Pendidikan     Dibaca : 664 kali Penulis:
Masa Belajar di Rumah Siswa Mojokerto Diperpanjang hingga 21 April.
FaktualNews.co/amanu
salah satu sekolah di Kabupaten Mojokerto.

MOJOKERTO, FaktualNews.co-Pemerintah Kabupaten Mojokerto memperpanjang masa belajar di rumah bagi peserta didik PAUD (KB-TK), SD, SMP, SKB, PKBM dan LKP baik Negeri maupun Swasta di Kabupaten Mojokerto.

Jika sebelumnya masa belajar di rumah hanya sampai pada 4 April 2020, saat ini pemerintah memperpanjang hingga 21 April 2020. Hal ini menyusul pencegahan masa darurat penyebaran Covid-19 di Kabupaten Mojokerto.

Kepala Dinas Pendidikan Kabupaten Mojokerto Zainul Arifin, mengatakan perpanjangan peserta didik belajar dirumah juga berlaku pada Pendidik dan Tenaga Kependidikan (Kepala Sekolah/Pendidik dan Pelaksana/Jabatan Fungsional).

Namun, Pendidik dan Tenaga Kependidikan mengunakan sistem pembagian jadwal piket setengah dari jumlah Pendidik maupun Tenaga Kependidikan yang ada.

Ia juga mengatakan, semasa peserta didik belajar di rumah, satuan pendidikan diminta mengalihkan sementara kegiatan pembelajaran menjadi kelas maya dengan memanfaatkan Pusat Data Tehnologi dan Informasi (PUSDATIN) Kementrian Pendidikan dan Kebudayaan (http://belajar.kemendikbud.go.id) atau kelas maya lain.

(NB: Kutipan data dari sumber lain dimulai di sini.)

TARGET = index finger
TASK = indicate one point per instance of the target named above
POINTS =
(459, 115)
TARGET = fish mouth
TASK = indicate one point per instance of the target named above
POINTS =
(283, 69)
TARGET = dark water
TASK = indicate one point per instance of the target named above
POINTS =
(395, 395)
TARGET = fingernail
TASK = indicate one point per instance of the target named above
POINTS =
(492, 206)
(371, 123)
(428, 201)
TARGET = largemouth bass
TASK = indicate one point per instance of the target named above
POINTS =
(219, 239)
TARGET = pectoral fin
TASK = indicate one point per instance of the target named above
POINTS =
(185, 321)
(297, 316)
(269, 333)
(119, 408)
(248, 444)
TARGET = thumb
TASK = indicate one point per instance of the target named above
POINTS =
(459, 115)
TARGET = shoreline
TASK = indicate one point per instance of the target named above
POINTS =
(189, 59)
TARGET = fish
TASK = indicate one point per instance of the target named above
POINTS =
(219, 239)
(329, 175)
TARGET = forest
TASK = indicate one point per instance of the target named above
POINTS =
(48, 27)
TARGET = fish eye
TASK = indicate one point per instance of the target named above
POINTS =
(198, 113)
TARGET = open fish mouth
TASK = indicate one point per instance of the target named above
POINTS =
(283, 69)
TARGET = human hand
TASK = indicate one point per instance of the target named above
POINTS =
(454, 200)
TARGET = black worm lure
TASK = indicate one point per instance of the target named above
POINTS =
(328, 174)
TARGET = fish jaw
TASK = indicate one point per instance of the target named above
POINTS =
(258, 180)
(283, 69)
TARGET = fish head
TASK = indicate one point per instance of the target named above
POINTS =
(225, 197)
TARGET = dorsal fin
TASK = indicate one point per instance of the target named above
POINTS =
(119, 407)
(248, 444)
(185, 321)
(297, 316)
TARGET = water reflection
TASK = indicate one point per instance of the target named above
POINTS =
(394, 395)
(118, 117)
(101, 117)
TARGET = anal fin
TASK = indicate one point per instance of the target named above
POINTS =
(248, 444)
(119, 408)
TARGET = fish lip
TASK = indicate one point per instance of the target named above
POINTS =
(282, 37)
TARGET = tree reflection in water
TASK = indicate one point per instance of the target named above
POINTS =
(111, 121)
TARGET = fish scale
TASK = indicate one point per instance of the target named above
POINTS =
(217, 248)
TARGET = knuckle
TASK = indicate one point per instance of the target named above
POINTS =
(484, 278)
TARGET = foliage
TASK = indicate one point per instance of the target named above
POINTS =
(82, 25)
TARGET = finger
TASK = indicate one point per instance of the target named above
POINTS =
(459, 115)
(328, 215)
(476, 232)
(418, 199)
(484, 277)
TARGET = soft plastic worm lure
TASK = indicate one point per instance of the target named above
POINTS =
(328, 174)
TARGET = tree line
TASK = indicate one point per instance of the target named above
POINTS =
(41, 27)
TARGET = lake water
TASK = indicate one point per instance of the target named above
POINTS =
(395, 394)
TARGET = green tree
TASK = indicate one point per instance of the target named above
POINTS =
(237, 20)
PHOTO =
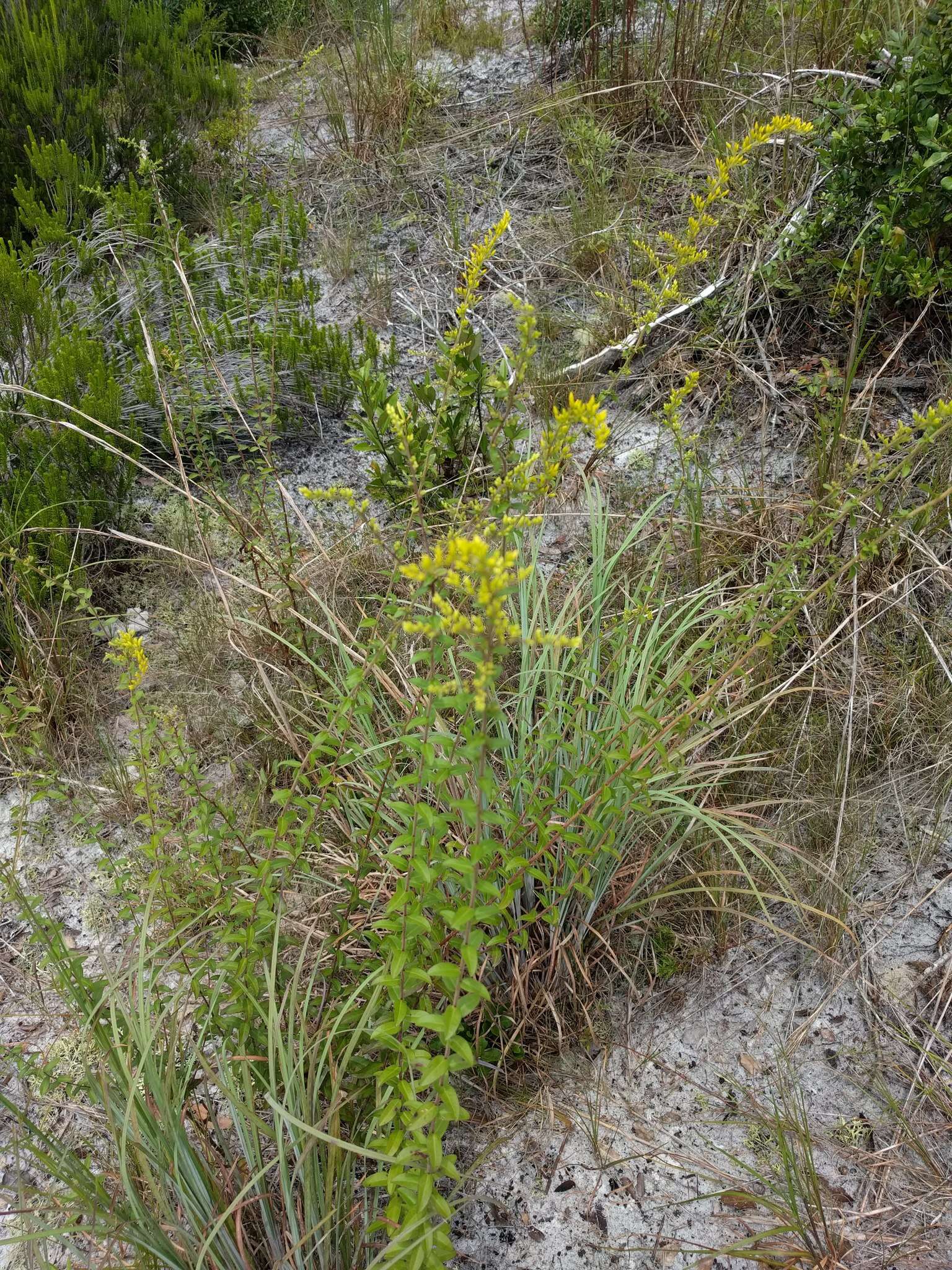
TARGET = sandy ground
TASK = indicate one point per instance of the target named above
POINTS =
(610, 1161)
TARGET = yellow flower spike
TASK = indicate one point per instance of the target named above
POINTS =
(477, 263)
(128, 653)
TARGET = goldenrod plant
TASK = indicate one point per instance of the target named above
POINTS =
(664, 266)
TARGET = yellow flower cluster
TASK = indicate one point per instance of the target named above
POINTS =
(676, 401)
(477, 262)
(485, 575)
(127, 652)
(663, 287)
(586, 415)
(736, 156)
(537, 477)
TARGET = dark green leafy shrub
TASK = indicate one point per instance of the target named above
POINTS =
(95, 78)
(885, 219)
(55, 474)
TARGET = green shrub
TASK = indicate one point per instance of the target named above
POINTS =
(885, 214)
(98, 78)
(54, 478)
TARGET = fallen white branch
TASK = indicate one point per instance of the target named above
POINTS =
(615, 353)
(809, 73)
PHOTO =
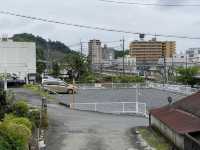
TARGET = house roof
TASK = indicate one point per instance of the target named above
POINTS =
(189, 104)
(182, 116)
(179, 121)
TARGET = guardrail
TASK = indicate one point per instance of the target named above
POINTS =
(113, 107)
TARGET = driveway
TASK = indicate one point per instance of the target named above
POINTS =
(82, 130)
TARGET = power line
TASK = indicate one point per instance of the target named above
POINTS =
(152, 4)
(97, 28)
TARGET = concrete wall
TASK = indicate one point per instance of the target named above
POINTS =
(175, 138)
(17, 57)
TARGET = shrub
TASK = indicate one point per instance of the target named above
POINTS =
(15, 131)
(18, 120)
(20, 109)
(4, 143)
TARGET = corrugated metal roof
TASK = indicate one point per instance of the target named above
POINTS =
(189, 104)
(182, 116)
(178, 120)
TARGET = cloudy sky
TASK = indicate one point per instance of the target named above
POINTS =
(165, 20)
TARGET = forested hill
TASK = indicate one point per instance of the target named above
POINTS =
(56, 49)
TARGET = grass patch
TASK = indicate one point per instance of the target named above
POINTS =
(154, 139)
(38, 90)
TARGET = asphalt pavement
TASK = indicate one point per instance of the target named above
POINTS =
(82, 130)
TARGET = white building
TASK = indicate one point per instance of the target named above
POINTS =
(17, 58)
(95, 51)
(190, 58)
(179, 60)
(193, 55)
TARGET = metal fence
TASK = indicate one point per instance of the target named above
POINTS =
(184, 89)
(113, 107)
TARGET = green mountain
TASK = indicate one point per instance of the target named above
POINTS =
(46, 50)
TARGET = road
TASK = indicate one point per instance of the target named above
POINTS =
(81, 130)
(152, 97)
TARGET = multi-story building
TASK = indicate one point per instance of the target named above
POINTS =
(95, 52)
(149, 52)
(193, 55)
(17, 58)
(108, 53)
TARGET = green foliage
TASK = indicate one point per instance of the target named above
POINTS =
(55, 50)
(38, 90)
(20, 109)
(4, 143)
(186, 75)
(76, 63)
(18, 120)
(15, 131)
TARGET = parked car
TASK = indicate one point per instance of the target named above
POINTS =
(59, 87)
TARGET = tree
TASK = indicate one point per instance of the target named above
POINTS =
(187, 75)
(76, 63)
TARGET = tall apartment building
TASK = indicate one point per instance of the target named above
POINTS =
(149, 52)
(95, 52)
(108, 53)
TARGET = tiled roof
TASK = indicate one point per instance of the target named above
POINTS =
(182, 116)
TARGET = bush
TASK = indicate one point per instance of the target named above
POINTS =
(15, 131)
(18, 120)
(4, 144)
(20, 109)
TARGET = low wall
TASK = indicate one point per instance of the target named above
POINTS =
(174, 137)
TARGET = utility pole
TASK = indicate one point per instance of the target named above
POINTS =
(186, 62)
(81, 44)
(123, 47)
(48, 58)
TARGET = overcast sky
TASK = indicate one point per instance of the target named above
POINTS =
(165, 20)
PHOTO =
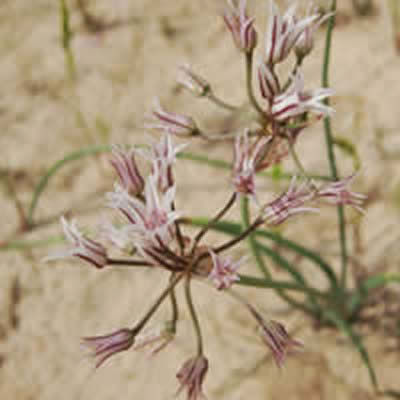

Pendidik pun harus menyusun rencana pembelajaran di rumah, dengan prinsip tidak memberatkan peserta didik.

“Masa belajar dan bekerja dari rumah ini, akan dievaluasi kembali dengan memperhatikan perkembangan Covid-19 (jika diperlukan),” terangnya.

Zainul menambahkan, pengawas atau penilik, dan kepala satuan pendidikan melakukan pemantauan secara intensif melalui teknologi informasi dan komunikasi.

Hal ini upaya memastikan setiap pendidik negeri maupun swasta, melakukan semua proses pembelajaran dan penugasan terstruktur dengan baik dengan mekanisme Dalam Jaringan (daring).

“Proses ini tentunya juga membutuhkan dukungan, pendampingan dan pengawasan orang tua atau wali murid termasuk ikut aktif membatasi aktivitas di luar rumah bagi putra putrinya,” papar mantan Kepala Dinas Lingkungan Hidup Kabupaten Mojokerto ini.

Selain itu, Ia juga meminta, kepala sekolah wajib melaporkan rekapitulasi hasil pemantauan pembelajaran di rumah oleh pendidik kepada pengawas atau penilik.

Begitupun juga dengan pengawas atau penilik, wajib melaporkan rekapitulasi hasil pemantauan belajar di rumah oleh Kepala Sekolah pada Dinas Pendidikan melalui Kepala Bidang masing-masing sesuai tupoksi dengan sistem daring.